At the far left upper corner, in the shadow of the left wall beside the camera, is the morning sun shining through a vent in the cieling/sidewalk.
(Leaning against the right wall is stepladder, cut in two by the distortion of two wide-angle photos.)
The doorway I was standing in to get the previous image was half-boarded up (the upper half), which you can see in this image, where I am looking west from the next room. (I believe in this image, my back was to a wall.) The same stepladder can be see just beyond the far doorway.
The stone slab ceiling is unbraced by steel beams, probably because this room is narrow enough that the buildiers thought they were unneccessary. In the ceiling is a steel double door.
To the left is an arched doorway to a side chamber.
Directly above the camera (not visible) was the inside of a stoop for the stairway to the second floor.
5 East Second Street (Basement)
Like most late-nineteenth century sidewalk basements, there are windows from the basement to the sidewalk basements. This is a view in the basement looking south towards a window to the sidewalk basement (right).
Also in view is the doorway from the basement stairway (center) and doorway to the space under the stairway (left).
11 East Second Street (Stairway)
These are tall, tall Victorian buildings. The stairway to the basement was a tall, tall space. It and a mirror-image twin twin stairway is formed under the stairway to the second floor, with a brick wall separating the two. In this image, looking south about halfway down the stairs, you can see the half-arch which continues on the other side of the wall. The arched doorway on the left opens into the basement.
Unfortunately, my photos of the sidewalk basements of 11 East Second Street did not come out. Grrr! Stupid flash unit.
13 East Second Street (Basement)
At the right is the doorway from the basement of 11 East Second Street.
The center two dooways with gracious transoms are to the sidewalk basements.
In front of the next storefront the sidewalk basements continued. This is a view east looking down the hall that ran between the foundation wall and the sidewalk basement rooms.
Through the doorway to the right of the camera in the previous image is this antechamber. Badly rusted upside-down railroad rails brace up the sandstone slab ceiling/sidewalk, and a vent is clearly visible.
Gas meters line the outside wall, which is closest to the curb. At the top of the far wall, a hole has been punched through to the adjacent sidewalk basement.
Coal rubble is strewn on the floor, indicating what this space was originally used for.
15 East Second Street (Basement 1)
In this basement, double French doors opened to the sidewalk basements!
15 East Second Street (Basement 2)
Through the open double doors you can see the arched doorway that opens from the sidewalk basement hallway to a sidewalk basement room.
15 East Second Street (Sidewalk Basement 1)
In the southwest corner of the sidewalk basements to 15 East Second was an odd pit.
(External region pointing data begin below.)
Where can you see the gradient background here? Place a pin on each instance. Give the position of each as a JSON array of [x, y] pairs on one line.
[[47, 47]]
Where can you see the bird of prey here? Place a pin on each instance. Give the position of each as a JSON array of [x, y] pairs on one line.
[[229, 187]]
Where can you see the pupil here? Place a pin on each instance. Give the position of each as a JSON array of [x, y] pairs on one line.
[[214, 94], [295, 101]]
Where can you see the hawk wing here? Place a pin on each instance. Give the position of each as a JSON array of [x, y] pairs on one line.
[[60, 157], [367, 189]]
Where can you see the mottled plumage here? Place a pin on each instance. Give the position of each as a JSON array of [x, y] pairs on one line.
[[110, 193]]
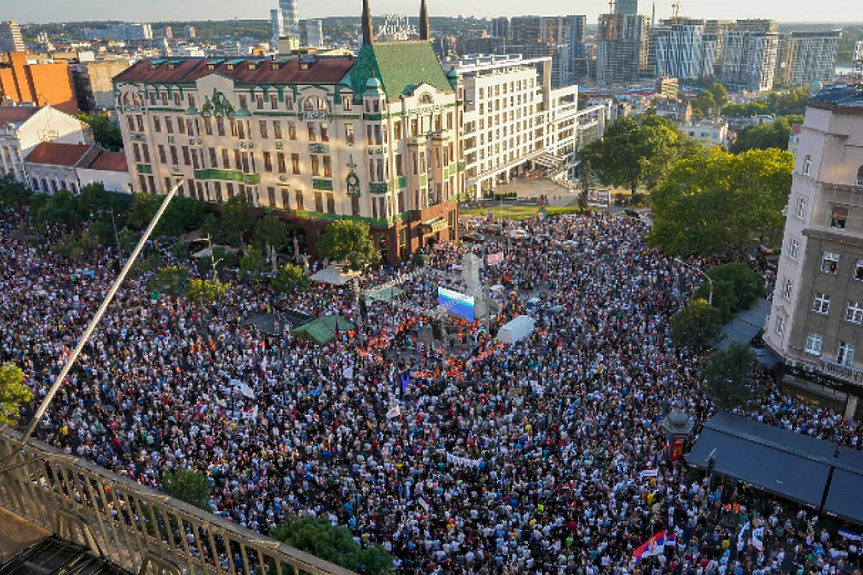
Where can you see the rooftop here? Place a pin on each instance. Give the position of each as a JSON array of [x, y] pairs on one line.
[[57, 154], [110, 161], [16, 114], [839, 97], [244, 70]]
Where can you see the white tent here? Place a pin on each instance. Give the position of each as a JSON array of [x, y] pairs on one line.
[[334, 275], [516, 330]]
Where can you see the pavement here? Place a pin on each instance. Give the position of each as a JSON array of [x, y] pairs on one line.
[[16, 535]]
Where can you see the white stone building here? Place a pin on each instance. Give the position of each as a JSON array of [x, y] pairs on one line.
[[22, 128], [816, 320]]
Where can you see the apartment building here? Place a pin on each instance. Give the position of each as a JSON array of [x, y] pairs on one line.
[[816, 320], [514, 120], [810, 57], [373, 138]]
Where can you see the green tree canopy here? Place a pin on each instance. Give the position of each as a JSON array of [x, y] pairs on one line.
[[726, 373], [348, 242], [736, 287], [696, 325], [207, 291], [182, 214], [635, 151], [190, 486], [13, 393], [271, 235], [237, 220], [335, 544], [713, 201], [105, 132], [289, 279], [765, 135], [253, 265]]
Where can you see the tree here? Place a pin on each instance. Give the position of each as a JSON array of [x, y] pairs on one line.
[[237, 220], [635, 151], [13, 393], [289, 279], [13, 194], [316, 535], [736, 287], [713, 201], [704, 103], [696, 325], [170, 281], [105, 132], [271, 234], [190, 486], [207, 291], [252, 265], [726, 373], [350, 243]]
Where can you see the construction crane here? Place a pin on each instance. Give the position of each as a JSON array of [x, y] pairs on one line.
[[675, 12]]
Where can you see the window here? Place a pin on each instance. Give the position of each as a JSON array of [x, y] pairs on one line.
[[854, 312], [813, 343], [793, 248], [845, 354], [821, 304], [838, 218], [801, 208], [829, 262]]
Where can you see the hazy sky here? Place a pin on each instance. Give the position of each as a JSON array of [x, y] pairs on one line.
[[160, 10]]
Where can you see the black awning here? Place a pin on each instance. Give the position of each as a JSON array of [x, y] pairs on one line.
[[768, 467]]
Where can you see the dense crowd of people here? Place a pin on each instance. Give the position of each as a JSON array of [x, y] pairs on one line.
[[461, 456]]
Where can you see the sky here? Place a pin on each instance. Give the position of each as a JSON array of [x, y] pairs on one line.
[[161, 10]]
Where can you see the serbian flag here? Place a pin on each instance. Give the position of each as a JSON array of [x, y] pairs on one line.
[[654, 546]]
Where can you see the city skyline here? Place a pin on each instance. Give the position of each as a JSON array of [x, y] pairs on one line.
[[830, 11]]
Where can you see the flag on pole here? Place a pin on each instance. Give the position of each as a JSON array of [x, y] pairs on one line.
[[653, 546]]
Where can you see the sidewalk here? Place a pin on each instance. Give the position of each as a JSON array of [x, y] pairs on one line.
[[16, 535]]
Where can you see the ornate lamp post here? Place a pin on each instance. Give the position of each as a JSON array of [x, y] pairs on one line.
[[677, 425]]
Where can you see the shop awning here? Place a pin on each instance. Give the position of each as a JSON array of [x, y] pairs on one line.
[[434, 226]]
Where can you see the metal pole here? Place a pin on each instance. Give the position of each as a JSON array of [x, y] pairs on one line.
[[37, 417]]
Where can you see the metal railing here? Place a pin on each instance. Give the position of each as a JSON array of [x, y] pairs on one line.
[[133, 526]]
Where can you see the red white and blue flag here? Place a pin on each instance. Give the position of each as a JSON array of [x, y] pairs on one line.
[[654, 546]]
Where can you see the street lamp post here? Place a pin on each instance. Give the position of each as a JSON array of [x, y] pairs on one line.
[[707, 277]]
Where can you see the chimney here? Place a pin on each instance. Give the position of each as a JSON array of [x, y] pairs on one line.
[[368, 28], [424, 28]]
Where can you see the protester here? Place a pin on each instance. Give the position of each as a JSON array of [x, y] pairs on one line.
[[466, 456]]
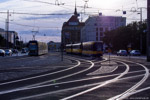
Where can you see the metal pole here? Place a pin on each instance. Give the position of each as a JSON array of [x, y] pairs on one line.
[[141, 46], [148, 29], [7, 30]]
It was the right shape and size for a well, but I cannot imagine why a well would be in the far corner of a sidewalk basement in a downtown. The pit was even in a five-foot tall shelf!
The sandstone slab ceiling/sidewalk was supported by railroad rails. Note the hole in the far wall, which is the same hole seen in 13 East Second Street (2).
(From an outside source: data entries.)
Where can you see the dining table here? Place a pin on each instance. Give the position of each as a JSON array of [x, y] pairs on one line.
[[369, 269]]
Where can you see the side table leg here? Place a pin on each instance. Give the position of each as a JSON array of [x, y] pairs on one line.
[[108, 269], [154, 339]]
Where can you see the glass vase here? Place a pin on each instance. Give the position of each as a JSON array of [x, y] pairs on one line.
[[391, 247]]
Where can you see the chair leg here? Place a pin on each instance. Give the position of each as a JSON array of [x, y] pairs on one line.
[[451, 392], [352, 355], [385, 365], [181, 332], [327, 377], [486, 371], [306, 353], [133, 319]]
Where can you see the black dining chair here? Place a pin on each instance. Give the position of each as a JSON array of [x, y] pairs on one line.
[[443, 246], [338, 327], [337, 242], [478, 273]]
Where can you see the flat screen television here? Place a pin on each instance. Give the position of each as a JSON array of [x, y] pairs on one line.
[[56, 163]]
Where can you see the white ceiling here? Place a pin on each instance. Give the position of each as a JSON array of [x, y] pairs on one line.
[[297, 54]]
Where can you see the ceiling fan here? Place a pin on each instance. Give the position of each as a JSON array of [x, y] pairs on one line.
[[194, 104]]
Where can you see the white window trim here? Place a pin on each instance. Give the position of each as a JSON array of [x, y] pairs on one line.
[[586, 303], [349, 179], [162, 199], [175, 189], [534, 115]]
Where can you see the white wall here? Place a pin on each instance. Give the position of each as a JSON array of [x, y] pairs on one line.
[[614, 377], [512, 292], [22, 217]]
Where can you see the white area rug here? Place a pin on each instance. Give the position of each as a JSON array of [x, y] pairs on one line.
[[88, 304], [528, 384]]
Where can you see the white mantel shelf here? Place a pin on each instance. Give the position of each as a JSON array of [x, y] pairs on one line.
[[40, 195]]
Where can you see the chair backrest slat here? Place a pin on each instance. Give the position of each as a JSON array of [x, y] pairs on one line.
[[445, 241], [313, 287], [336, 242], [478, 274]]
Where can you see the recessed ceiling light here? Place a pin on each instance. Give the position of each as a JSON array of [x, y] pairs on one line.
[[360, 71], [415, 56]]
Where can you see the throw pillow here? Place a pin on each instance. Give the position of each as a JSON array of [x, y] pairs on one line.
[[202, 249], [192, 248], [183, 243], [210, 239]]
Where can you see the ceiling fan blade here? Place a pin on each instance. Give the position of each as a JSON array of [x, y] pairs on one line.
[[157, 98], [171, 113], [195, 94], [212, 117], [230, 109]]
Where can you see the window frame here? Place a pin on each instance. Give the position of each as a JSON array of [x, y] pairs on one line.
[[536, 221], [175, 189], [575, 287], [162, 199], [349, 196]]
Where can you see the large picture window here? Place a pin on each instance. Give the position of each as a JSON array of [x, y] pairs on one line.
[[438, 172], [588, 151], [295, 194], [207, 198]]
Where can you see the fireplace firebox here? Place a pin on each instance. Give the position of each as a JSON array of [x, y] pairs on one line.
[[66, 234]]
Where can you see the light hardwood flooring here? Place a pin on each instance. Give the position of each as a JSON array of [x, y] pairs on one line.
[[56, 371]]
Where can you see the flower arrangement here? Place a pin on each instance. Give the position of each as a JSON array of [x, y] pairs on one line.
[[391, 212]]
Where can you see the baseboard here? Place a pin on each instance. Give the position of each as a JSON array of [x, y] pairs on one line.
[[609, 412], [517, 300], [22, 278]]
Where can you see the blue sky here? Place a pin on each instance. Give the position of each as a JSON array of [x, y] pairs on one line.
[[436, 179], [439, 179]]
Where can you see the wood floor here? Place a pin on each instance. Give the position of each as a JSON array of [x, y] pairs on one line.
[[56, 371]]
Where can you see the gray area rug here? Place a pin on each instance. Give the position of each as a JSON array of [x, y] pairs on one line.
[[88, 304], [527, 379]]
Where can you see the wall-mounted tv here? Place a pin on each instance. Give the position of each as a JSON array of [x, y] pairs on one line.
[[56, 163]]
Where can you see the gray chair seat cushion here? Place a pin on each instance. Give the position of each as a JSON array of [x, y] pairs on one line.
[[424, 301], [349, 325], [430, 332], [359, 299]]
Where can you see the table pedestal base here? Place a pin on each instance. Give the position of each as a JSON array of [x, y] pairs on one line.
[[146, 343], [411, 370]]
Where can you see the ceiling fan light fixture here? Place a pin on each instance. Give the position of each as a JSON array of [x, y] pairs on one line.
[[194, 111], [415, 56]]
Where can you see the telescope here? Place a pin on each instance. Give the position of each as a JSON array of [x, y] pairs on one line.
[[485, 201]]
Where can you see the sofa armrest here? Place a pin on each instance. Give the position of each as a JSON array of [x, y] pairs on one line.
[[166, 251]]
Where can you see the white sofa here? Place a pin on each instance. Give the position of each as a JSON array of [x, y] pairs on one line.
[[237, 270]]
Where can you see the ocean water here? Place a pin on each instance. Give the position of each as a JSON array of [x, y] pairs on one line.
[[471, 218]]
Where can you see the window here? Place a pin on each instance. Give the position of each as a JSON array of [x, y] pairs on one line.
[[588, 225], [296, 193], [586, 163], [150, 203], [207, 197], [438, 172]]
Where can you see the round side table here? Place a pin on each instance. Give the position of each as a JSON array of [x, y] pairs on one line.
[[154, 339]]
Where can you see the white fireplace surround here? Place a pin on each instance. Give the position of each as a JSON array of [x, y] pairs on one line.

15 East Second Street (Sidewalk Basement 1)
The pit looked like a brick-lined well. It was full of brick and rubble up to a depth of three feet, so I had no idea how deep it was originally.
(The bright streak at the lower left side is a problem from film processing, not something in the image.)
Destruction: 3 East Second Street, Outside
One of the workmen gives me the "evil eye" as I photograph them preparing to destroy the sidewalk basements I only yesterday had explored. They had jackhammered a hole into it and were in the process of cutting pipe for a new water line, I believe.
A closeup of the hole they made shows how close the outer wall of the sidewalk basement was to the curb. (In historical photos of the building, this space was a slope down to the gutter, with no curb.)